AuDNet and ADA Make Plans to Establish New Dispensing Group
Burnsville, Minn — AuDNet, a new company formed by audiologist David Smriga with the endorsement of the Academy of Dispensing Audiologists (ADA), is initiating plans to create a buying and business management network for ADA members, who are estimated to purchase 16,000-20,000 hearing instruments monthly—representing about 10% of the US hearing aid market.

According to Smriga, the need for the new company comes from the increasingly competitive marketplace faced by independent audiologists, along with the need to promote hearing care and the AuD degree for the professional development of audiology. He says AuDNet is designed to evolve into three distinct functions, and will be implemented in phases: 1) a buying group offering volume-based hearing instrument pricing; 2) a financial services organization offering retirement programs, insurance, savings and checking accounts, etc; and 3) a consumer advocacy and independent research network (IRN) that will be designed to scientifically validate various signal processing and amplification strategies through a consortium of independent clinical facilities throughout the country. Additionally, the IRN program will create standardized comparative electroacoustic and clinical data for the purpose of increasing dispenser and consumer confidence in hearing health care products.

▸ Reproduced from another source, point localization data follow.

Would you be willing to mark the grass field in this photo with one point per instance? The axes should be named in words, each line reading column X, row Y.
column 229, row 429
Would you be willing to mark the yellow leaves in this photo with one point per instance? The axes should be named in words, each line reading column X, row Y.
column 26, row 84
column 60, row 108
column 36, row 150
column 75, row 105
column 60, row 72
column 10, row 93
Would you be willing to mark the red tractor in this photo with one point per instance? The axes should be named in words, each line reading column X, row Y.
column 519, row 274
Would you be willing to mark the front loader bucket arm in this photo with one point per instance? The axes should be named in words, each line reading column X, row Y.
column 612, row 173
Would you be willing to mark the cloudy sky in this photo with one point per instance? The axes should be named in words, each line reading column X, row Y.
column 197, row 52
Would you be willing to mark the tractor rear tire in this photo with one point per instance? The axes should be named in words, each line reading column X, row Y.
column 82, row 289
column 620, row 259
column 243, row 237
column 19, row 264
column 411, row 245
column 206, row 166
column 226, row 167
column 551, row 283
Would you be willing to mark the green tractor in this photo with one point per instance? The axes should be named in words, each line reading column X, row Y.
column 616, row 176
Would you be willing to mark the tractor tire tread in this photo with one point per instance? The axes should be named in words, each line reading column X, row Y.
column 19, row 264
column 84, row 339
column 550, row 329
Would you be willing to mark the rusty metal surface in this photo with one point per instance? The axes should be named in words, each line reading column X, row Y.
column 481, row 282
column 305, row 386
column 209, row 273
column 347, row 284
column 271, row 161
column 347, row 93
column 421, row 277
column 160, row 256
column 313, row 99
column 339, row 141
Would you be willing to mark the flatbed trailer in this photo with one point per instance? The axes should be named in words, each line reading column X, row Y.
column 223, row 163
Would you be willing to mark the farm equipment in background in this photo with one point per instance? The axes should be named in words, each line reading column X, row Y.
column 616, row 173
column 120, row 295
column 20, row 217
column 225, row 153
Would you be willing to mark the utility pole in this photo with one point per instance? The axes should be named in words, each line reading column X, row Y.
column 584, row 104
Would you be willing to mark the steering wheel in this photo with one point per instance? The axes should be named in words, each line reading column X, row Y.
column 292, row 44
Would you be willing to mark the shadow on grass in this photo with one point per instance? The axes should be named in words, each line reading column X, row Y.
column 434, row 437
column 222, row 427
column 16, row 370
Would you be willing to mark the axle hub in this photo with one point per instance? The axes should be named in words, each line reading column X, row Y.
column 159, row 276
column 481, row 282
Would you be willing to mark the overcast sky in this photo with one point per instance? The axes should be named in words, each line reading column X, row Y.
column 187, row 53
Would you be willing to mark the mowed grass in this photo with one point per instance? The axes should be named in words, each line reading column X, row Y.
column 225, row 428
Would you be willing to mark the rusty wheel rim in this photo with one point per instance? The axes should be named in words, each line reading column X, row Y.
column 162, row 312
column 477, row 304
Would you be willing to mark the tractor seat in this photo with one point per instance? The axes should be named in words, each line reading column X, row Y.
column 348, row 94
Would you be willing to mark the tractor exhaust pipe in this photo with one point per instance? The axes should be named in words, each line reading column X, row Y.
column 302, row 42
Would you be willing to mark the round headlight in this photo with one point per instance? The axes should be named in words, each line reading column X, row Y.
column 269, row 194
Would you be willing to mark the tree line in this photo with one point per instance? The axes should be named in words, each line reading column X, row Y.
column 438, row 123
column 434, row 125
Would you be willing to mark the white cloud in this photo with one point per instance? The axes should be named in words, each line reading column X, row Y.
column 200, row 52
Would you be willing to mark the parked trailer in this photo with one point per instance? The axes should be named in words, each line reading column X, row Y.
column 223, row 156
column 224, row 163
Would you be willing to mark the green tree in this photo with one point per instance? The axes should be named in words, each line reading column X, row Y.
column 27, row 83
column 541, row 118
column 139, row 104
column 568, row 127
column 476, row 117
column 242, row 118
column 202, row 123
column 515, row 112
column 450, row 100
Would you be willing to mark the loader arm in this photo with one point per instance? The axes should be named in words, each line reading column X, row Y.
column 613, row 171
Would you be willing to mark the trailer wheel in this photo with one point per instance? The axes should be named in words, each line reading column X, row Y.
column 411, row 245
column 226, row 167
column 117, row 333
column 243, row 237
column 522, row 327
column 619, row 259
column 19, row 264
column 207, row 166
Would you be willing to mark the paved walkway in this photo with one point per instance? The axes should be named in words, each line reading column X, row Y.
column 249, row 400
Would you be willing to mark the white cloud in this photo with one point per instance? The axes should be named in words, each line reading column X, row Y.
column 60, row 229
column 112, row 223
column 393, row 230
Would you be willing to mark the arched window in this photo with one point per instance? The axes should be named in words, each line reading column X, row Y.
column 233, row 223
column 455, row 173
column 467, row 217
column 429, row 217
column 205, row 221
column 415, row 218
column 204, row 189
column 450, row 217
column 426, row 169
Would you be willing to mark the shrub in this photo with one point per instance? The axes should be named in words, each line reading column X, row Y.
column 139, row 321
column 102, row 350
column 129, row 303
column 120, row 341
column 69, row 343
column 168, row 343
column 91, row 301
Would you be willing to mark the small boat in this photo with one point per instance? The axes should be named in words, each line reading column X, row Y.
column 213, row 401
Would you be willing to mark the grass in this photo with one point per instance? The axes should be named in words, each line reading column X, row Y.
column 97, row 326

AuDNet will reportedly share half its profits with ADA, with the proceeds being used by the organization to create an audiology-focused marketing and positioning resource library and national education campaigns. The proceeds will also be used to help promote and facilitate the profession’s AuD movement. “The profession of audiology needs to take hold and assume responsibility for our own destiny,” says ADA President Robert Manning. “It has become increasingly important for the independent professional to take more control in managing and promoting audiology to the consumer.”